THE topic for this year’s State of the District debate at Arun District Council on Wednesday will be “Open for business? How can we encourage the growth of businesses in Arun?”

The council will also bid farewell to retiring chief executive Ian Sumnall.

It is a good time to assess the performance of our district council.

According to research body Nomis the average gross weekly wage for those working in Arun in 2010 was £399 – the lowest of the seven councils in West Sussex.

This compares to a West Sussex average of £479 (20 per cent higher) and a south east average of £523 (31 per cent higher).

The national average is £500 (25 per cent higher).

Low wage levels create an unacceptably high level of outbound commuting.

Currently, around 37 per cent of the working population leave the district each day to work.

Arun ranks 63rd out of 67 local authorities in south east England when it comes to the ratio of jobs to population aged 16-64.

The 2003 local plan has failed spectacularly to attract employment interest for the Oldlands Farm site at North Bersted, near Bognor.

Perhaps Arun’s councillors should ask why?

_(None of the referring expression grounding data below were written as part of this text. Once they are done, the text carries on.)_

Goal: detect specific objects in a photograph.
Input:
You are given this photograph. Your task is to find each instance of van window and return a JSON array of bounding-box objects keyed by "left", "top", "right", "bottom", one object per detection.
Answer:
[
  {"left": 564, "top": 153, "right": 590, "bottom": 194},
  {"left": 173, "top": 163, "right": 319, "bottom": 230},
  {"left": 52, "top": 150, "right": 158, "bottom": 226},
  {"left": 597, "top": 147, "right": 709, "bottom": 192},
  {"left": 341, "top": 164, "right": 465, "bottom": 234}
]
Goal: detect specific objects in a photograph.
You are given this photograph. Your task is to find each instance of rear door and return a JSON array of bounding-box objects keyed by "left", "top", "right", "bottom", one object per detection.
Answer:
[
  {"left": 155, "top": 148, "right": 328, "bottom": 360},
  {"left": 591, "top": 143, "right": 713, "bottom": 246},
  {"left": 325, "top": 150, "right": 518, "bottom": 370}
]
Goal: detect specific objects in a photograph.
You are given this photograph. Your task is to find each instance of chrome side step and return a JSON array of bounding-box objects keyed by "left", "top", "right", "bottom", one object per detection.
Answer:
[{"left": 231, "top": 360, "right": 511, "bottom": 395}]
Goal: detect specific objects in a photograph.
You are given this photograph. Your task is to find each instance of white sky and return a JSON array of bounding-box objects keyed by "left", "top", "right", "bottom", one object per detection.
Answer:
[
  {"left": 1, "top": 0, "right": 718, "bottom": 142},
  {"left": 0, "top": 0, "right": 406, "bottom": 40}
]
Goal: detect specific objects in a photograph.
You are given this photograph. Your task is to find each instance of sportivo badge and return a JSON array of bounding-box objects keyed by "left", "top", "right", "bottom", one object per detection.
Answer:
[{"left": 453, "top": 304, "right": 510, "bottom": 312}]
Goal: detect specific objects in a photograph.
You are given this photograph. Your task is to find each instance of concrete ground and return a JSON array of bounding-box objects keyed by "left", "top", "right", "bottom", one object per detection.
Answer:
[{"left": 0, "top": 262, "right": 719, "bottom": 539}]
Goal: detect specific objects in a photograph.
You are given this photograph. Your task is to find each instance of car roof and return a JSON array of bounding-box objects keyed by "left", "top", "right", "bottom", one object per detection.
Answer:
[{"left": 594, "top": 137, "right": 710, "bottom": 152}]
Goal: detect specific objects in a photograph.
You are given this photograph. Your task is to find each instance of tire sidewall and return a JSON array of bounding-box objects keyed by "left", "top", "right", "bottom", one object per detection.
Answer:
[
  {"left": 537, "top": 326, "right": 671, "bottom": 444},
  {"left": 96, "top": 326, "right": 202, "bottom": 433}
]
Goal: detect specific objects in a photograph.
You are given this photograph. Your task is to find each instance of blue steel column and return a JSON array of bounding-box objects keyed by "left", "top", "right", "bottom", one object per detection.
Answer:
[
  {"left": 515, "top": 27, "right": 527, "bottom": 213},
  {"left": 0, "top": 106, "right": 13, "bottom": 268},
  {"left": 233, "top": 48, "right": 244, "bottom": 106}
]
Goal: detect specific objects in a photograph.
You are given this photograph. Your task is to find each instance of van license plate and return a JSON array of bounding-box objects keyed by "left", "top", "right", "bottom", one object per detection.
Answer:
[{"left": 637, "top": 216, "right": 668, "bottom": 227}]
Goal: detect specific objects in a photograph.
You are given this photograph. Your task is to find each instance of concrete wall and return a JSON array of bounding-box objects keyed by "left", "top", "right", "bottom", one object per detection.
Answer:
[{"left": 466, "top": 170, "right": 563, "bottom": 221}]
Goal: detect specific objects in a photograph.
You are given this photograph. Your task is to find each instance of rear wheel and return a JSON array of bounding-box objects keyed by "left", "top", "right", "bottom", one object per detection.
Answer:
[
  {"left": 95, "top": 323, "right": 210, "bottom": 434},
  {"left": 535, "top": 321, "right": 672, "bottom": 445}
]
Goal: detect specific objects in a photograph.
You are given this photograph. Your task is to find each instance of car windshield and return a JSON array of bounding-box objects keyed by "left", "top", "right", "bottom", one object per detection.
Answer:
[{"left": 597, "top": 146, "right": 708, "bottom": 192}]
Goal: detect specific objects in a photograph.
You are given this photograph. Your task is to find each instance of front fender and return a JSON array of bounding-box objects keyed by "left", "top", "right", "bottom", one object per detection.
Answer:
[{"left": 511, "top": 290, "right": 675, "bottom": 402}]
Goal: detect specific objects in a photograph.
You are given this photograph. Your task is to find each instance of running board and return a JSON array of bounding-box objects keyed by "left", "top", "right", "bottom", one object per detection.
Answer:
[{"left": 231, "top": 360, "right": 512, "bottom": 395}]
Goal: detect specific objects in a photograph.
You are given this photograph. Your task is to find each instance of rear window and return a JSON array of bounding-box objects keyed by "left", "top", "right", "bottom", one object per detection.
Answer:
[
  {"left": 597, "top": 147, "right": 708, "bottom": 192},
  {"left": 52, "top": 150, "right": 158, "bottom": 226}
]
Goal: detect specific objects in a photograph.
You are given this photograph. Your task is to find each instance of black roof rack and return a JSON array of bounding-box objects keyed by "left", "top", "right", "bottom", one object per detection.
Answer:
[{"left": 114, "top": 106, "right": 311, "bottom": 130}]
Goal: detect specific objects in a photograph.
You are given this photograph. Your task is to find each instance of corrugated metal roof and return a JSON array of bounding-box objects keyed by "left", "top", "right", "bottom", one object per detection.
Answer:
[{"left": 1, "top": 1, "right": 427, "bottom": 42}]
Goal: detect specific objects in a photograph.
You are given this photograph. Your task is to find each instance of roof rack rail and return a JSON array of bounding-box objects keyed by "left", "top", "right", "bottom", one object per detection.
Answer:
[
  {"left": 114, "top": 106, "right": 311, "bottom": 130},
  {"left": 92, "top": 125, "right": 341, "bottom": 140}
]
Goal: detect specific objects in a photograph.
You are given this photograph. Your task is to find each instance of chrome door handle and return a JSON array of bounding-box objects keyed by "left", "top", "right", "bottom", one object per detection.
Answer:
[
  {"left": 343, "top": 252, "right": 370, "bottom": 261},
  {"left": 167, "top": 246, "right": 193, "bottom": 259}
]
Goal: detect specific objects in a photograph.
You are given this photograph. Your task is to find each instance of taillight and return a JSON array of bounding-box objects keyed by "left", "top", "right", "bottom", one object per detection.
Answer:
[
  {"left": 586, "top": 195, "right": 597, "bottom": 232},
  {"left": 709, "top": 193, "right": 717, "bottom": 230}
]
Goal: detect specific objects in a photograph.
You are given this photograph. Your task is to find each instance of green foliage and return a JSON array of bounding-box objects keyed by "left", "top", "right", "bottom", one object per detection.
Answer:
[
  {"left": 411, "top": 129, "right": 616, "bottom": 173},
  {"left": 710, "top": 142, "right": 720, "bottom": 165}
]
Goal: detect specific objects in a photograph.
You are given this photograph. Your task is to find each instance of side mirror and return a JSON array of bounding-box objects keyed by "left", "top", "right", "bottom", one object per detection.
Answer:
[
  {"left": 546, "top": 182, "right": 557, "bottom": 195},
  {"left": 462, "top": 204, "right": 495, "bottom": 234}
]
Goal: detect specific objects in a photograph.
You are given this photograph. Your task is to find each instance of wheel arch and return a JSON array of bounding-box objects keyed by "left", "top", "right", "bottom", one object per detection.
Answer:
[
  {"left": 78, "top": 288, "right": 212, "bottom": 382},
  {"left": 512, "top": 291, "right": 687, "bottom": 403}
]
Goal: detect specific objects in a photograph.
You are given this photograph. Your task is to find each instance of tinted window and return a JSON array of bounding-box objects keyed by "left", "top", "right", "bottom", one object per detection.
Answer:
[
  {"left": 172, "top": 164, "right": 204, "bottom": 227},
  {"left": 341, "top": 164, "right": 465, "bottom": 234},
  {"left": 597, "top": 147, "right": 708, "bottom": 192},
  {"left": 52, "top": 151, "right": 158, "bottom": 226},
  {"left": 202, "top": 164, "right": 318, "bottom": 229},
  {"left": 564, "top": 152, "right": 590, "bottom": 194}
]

There are around 3,500 households on Arun’s housing needs register, individuals and families unable to get a foot on the housing ladder, often trapped by hereditary deprivation, and more than 1,000 of these households are in priority housing need.

In the five years to 2009, Arun had the fastest-growing housing needs register in the entire south east region.

According to Shelter, in Arun it takes 12 times the average wage (£17,888) to purchase the average priced house (£214,953).

The lower the average wage the greater the need for affordable housing is likely to be and, not surprisingly, Arun has a deficit of affordable housing.

Ham, River, Pevensey, Marine and Hotham wards all suffer from serious deprivation – amongst the worst in the south east.

The state of the district is desperate and does not reflect well on our councillors or the retiring chief executive – let us wish incoming chief executive Nigel Lynn good luck and best wishes and hope that his tenure will lead to some fresh thinking.